Here's a news item with no redeeming political significance - just something that irresistibly drew my amazed, not-quite-horrified attention. (I do have a pretty thick skin about such things, having spent hundreds of hours of my life with old German gynecology books, which loved the lurid and weird, especially with illustrations to match.)

First off, the little girl involved is going to be fine, otherwise I wouldn't be rubbernecking. Here's what the AP reported (via the Columbus Dispatch):
A 9-year-old girl who went to hospital in central Greece suffering from stomach pains was found to be carrying her embryonic twin, doctors said Thursday.

Doctors at Larissa General Hospital examined the girl and surgically removed a growth they later discovered was an embryo more than two inches long. ...

Andreas Markou, head of the hospital's pediatric department, said the embryo was a formed fetus with a head, hair and eyes, but no brain or umbilical cord.
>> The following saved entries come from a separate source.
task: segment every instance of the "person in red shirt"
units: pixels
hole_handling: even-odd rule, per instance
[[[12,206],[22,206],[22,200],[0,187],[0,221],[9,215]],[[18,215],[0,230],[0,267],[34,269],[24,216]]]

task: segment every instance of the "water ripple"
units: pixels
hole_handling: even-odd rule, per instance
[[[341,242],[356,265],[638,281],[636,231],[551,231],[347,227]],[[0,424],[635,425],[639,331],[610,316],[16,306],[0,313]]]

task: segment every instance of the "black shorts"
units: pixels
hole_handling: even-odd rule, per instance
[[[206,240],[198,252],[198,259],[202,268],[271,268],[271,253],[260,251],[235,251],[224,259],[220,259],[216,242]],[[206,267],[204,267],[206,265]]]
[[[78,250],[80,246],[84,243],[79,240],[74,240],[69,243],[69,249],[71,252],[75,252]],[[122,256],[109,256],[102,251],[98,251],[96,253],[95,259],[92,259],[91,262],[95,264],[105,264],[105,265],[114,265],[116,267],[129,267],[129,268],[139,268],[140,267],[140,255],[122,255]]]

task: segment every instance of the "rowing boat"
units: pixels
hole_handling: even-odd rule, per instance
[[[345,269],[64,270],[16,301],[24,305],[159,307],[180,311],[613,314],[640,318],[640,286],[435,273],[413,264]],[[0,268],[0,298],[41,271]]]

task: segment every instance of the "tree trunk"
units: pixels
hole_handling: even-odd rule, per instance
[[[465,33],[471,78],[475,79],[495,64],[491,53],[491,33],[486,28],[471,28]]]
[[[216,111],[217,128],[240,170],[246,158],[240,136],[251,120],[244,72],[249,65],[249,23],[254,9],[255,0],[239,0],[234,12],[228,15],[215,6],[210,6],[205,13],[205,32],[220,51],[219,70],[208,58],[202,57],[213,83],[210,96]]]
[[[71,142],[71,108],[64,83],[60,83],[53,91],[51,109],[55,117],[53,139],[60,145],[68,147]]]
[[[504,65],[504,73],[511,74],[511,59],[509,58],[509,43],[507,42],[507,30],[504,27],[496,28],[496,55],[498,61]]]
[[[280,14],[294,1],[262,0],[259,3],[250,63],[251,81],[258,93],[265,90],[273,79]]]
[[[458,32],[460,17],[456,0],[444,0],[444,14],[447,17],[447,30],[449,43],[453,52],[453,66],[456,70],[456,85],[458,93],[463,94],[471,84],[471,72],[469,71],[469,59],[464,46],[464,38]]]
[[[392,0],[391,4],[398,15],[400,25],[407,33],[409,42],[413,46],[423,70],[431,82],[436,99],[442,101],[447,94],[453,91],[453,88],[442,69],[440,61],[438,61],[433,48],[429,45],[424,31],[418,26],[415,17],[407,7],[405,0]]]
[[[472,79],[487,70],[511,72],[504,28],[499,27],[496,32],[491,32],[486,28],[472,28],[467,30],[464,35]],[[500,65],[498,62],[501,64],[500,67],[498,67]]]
Markou said cases where one of a set of twins absorbs the other in the womb occurs in one of 500,000 live births.
The sheer weirdness of this is right up there with chimeras. Except that chimeras aren't exactly unusual; in recent years, evidence has emerged that "microchimerism" - where a mother and fetus exchange a few cells via the placenta - is quite common. And that - much more than this two-in-a-million event - poses a challenge to our notion that we are all completely distinct, separate, autonomous individuals, genetically and otherwise.

It also makes me glad that the tummy bug that's been making the rounds here this week - and hit my Bear tonight - is really just a bug and not, say, a whole 'nother human causing the bellyache.

Gratuitous garden porn: Because sometimes that brutal wench, Mother Nature, is unaccountably kind. These tulips in front of my house finished blooming a week or so ago.